Ok. So you are basically saying you percieve things differently due to a difference in concentration when in the car. You are more relaxed in the car and able to enjoy it whilst the home system is more stressful as it is more resolving and requires more concentration to get the right picture.

FWIW: I would examine this angle a bit further - have you got the ideal match at home for your own tastes? People in the professional audio industry working 8 hours a day with studio systems discuss this issue all the time (just wander over to Gearlutz forums and you will see discussion on this). These pros recognize that they find some equipment fatiguing and stressful for mixing/monitoring whilst other types of equipment can be simply effortless and non-fatiguing. Not everyone agrees on what they like best in terms of equipment....perhaps each brain is wired differently - but all more or less agree that they want gear that makes their job easier, more enjoyable and such that it requires less concentration to quickly achieve a result.

Note that it is not about resolution => they all want powerful resolving gear to pick up issues with microphone placement etc - i.e. they certainly don't want a "dumbed-down" system excpet to check how something might sound to an ordinary consumer, however, among highly resolving systems there are some that are regarded as non-fatiguing whilst others make life stressful. For example "ambience"...are you getting too much reflections at home is it causing overload and stress?
I think you may be on the edge of realizing that the mental attitude you bring to a listening session can easily outweigh the quality of the system. You are the most important, and most variable, component in any system.
Could not having high expectations or any desire to improve your car system be why it is more enjoyable. Perhaps home listening is always critical, always looking to improve or change something. I found music is much more enjoyable when I decided just to listen to the music and not question what could be better.
You are the most important, and most variable, component in any system

...huh ...what about speaker cables and interconnects - aren't these the biggest variables in ultra high-end? What cables/interconnects is Chris using in the car? ;-) just kidding.
Shadorne: I use the Transparent Opus for car audio.

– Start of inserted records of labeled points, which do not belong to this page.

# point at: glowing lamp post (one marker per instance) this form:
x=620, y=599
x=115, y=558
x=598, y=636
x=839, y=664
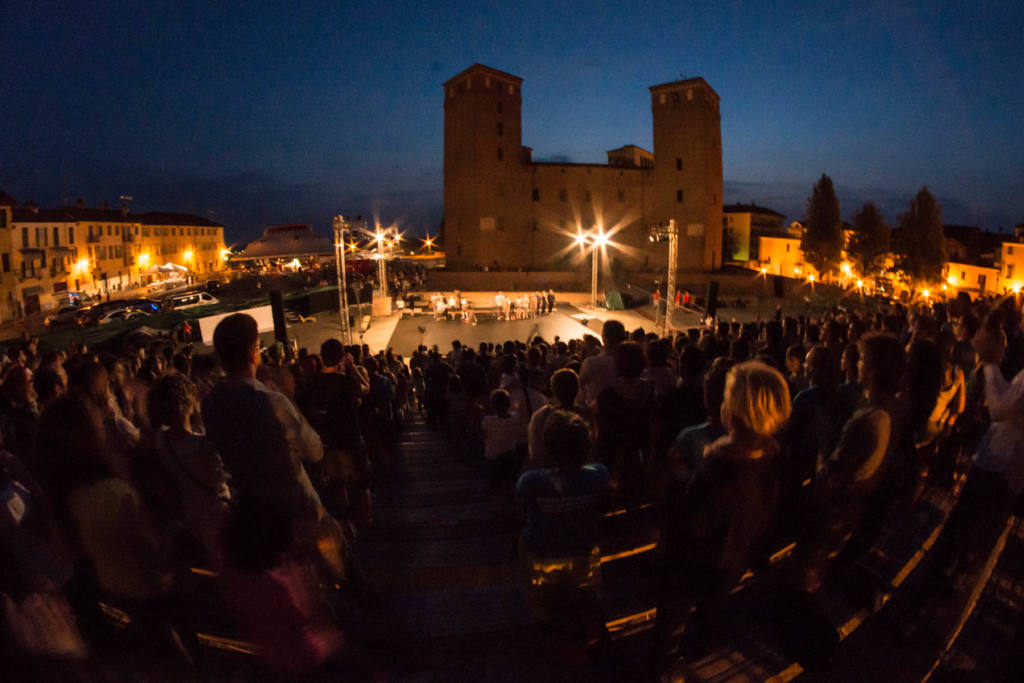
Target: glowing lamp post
x=381, y=273
x=596, y=241
x=339, y=261
x=672, y=233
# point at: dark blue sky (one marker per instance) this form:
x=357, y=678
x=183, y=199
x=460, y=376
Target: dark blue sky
x=258, y=113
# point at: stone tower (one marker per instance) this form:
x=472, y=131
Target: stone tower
x=483, y=167
x=687, y=182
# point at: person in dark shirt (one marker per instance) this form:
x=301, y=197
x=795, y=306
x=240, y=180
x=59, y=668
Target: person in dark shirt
x=333, y=410
x=712, y=531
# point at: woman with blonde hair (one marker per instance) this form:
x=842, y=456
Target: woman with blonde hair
x=715, y=526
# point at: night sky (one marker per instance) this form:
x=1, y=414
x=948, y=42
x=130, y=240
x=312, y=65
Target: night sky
x=262, y=113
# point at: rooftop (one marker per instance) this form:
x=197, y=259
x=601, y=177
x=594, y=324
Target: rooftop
x=481, y=69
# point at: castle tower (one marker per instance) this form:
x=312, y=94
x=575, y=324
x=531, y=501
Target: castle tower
x=484, y=174
x=687, y=183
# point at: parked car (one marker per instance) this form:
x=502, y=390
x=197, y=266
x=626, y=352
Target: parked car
x=121, y=314
x=64, y=315
x=92, y=315
x=190, y=300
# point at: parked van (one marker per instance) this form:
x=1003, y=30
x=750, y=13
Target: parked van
x=192, y=299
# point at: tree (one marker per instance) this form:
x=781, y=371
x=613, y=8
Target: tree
x=870, y=240
x=922, y=244
x=822, y=241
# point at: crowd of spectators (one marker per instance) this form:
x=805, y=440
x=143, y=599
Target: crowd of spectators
x=120, y=472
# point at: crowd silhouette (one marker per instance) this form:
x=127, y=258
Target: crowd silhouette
x=123, y=472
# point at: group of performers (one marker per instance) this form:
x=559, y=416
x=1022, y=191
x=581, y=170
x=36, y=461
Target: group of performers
x=524, y=305
x=456, y=306
x=453, y=307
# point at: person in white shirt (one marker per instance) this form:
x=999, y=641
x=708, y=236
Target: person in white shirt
x=504, y=431
x=598, y=372
x=500, y=304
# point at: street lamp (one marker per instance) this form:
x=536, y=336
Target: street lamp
x=658, y=232
x=381, y=273
x=339, y=260
x=596, y=241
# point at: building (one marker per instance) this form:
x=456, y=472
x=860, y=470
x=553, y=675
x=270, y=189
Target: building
x=742, y=224
x=48, y=254
x=504, y=209
x=287, y=242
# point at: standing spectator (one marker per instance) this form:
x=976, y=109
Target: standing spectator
x=190, y=460
x=712, y=531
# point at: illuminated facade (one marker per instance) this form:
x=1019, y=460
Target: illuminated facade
x=743, y=223
x=502, y=208
x=49, y=253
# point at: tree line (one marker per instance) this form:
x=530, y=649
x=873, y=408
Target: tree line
x=920, y=249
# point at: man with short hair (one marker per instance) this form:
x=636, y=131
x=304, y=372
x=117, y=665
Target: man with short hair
x=258, y=432
x=598, y=372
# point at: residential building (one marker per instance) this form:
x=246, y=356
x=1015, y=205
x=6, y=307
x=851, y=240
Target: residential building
x=46, y=255
x=742, y=224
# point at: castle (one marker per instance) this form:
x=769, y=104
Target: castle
x=502, y=208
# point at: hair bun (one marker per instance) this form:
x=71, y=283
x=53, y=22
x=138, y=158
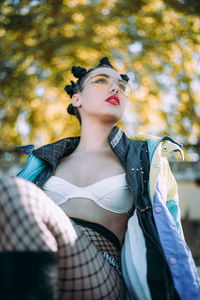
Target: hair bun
x=78, y=72
x=124, y=77
x=70, y=109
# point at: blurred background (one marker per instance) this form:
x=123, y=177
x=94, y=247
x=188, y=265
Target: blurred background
x=157, y=42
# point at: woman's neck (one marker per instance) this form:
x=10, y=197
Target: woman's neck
x=94, y=137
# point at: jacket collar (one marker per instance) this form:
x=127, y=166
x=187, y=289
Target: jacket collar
x=54, y=152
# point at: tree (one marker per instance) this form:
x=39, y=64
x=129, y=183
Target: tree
x=156, y=41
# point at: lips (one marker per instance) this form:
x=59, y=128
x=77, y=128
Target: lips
x=113, y=100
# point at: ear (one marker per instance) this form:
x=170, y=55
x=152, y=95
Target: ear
x=76, y=100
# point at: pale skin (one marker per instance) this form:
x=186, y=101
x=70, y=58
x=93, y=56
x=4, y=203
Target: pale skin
x=94, y=160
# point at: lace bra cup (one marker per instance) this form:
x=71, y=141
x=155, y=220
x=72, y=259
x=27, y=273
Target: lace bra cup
x=111, y=193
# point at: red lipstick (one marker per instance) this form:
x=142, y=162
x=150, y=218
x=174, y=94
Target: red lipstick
x=113, y=100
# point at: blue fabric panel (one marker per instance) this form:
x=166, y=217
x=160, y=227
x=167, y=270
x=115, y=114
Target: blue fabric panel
x=27, y=148
x=176, y=251
x=173, y=209
x=32, y=168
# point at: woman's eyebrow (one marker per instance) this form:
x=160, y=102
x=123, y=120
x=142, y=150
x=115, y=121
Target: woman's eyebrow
x=103, y=74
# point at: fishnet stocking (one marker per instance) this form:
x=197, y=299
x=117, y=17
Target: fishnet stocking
x=102, y=243
x=30, y=223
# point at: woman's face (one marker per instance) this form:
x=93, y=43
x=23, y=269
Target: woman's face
x=101, y=96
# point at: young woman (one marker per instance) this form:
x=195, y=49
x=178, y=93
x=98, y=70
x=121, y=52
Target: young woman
x=113, y=228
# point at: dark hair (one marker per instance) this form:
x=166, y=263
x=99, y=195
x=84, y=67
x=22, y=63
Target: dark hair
x=82, y=74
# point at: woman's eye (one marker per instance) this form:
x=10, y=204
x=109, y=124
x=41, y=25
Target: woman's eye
x=122, y=86
x=100, y=81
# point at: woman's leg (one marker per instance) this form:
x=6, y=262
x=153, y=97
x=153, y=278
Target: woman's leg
x=52, y=250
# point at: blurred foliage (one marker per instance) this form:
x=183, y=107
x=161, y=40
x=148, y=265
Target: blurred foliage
x=156, y=41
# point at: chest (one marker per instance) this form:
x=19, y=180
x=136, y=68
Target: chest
x=86, y=169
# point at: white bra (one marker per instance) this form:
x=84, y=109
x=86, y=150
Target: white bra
x=111, y=193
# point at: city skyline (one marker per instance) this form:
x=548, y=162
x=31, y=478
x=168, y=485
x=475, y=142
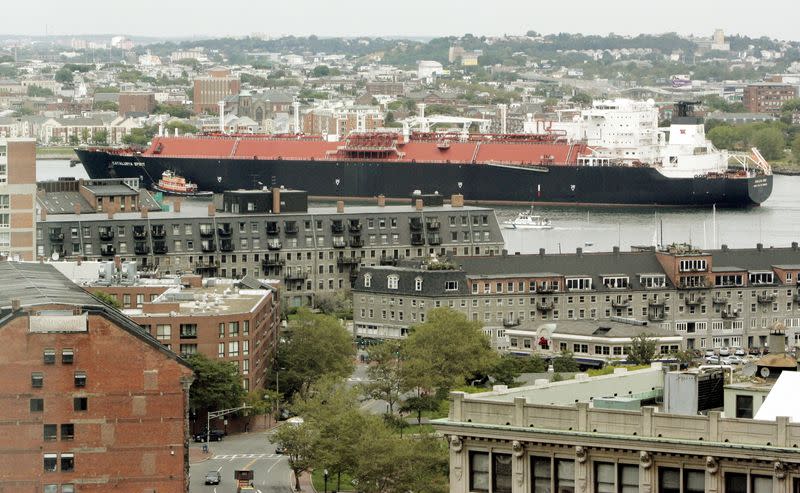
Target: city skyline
x=416, y=19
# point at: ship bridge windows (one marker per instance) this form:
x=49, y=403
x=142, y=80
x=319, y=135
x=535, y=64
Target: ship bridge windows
x=579, y=283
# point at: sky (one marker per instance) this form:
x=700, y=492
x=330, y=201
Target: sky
x=424, y=18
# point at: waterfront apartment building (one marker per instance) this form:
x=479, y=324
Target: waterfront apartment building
x=267, y=235
x=605, y=434
x=212, y=88
x=712, y=299
x=767, y=97
x=91, y=402
x=17, y=198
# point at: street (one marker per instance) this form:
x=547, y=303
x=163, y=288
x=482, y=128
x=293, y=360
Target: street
x=243, y=451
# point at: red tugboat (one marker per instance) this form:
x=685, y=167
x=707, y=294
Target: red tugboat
x=172, y=184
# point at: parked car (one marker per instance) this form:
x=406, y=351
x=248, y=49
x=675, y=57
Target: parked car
x=213, y=477
x=214, y=436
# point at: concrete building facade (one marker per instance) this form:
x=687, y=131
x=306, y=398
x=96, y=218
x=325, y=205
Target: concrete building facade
x=90, y=401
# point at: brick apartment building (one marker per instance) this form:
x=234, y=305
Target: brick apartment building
x=767, y=97
x=18, y=198
x=212, y=88
x=136, y=102
x=90, y=401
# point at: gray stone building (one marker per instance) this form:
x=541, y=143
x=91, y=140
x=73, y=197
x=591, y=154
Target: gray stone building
x=713, y=299
x=310, y=249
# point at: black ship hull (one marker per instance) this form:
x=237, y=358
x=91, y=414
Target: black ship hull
x=487, y=183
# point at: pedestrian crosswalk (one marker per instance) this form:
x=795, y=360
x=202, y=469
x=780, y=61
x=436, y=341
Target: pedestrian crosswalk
x=245, y=456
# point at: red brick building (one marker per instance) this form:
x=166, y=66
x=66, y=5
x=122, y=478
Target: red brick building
x=90, y=402
x=767, y=97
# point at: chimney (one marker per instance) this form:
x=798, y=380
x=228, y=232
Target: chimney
x=276, y=200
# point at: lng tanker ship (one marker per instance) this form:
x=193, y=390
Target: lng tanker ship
x=611, y=154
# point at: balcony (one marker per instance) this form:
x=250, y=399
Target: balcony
x=695, y=301
x=545, y=307
x=295, y=276
x=621, y=304
x=348, y=261
x=729, y=314
x=765, y=299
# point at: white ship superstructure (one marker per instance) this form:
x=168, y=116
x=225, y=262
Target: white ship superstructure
x=623, y=132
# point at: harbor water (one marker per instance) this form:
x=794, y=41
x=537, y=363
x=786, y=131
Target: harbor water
x=775, y=223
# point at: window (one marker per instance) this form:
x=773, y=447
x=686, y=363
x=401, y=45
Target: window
x=50, y=432
x=744, y=406
x=163, y=332
x=67, y=462
x=37, y=405
x=67, y=431
x=80, y=404
x=50, y=462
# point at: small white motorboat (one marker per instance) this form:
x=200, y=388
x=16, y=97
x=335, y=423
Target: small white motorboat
x=526, y=220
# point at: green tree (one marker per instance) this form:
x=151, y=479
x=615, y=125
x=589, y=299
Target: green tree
x=770, y=142
x=643, y=349
x=385, y=375
x=565, y=363
x=299, y=442
x=314, y=346
x=107, y=299
x=217, y=384
x=442, y=352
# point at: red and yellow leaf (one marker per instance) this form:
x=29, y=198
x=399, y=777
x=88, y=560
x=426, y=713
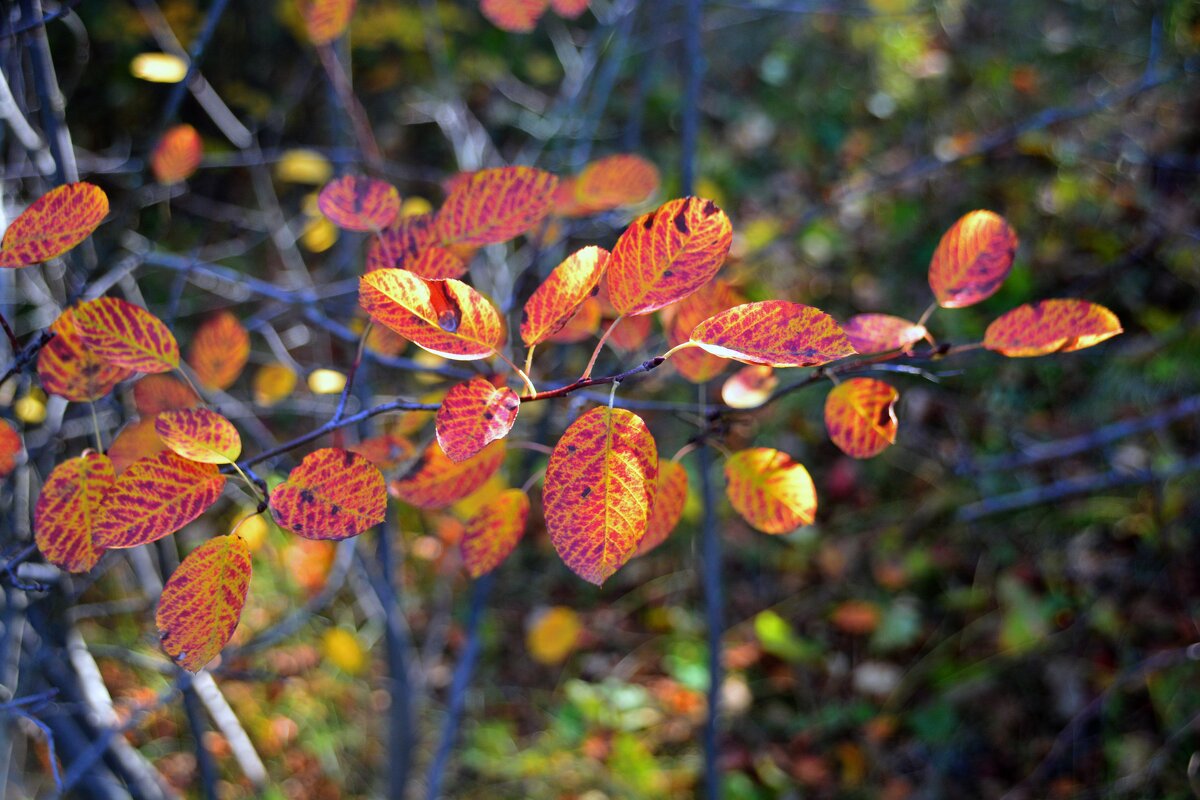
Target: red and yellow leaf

Rodman, I hear ya! There's another group that fit right in with your louder/longer/shorter group, and that's the ones in the trucks that think they have a tough vehicle because it makes alot of noise. They floor it and think it's really movin', but it's just another few tons of slow moving loud, obnoxious, noise. As far as feeling sorry for them, I just feel they're a sorry lot.
My wife and I moved from Wisconsin to Michigan to get away from that noisy area. We built a nice place out in the country, and wouldn't you know it, some of the same crap moved in a couple miles down the road. At least it's not constant. And the most ironic part, is that the fella who had the loudest bike back there in Wisconsin was the guy who bought our house!
And he probably still rides his bike the 100yds to the bar, so everyone will know he has a Harley and not just a T-shirt. YEP- There are a lot of noisy-but-can't-get-out-of-their-own-way vehicles out there. Then there are the ones with a couple 18" woofers and 2000WPC in their trunks, rattling everyone's windows(welcome to the ghetto). Sure do miss the country home/huge soundroom I couldn't hold onto because of a divorce. More unfortunate feedback from a biker lifestyle.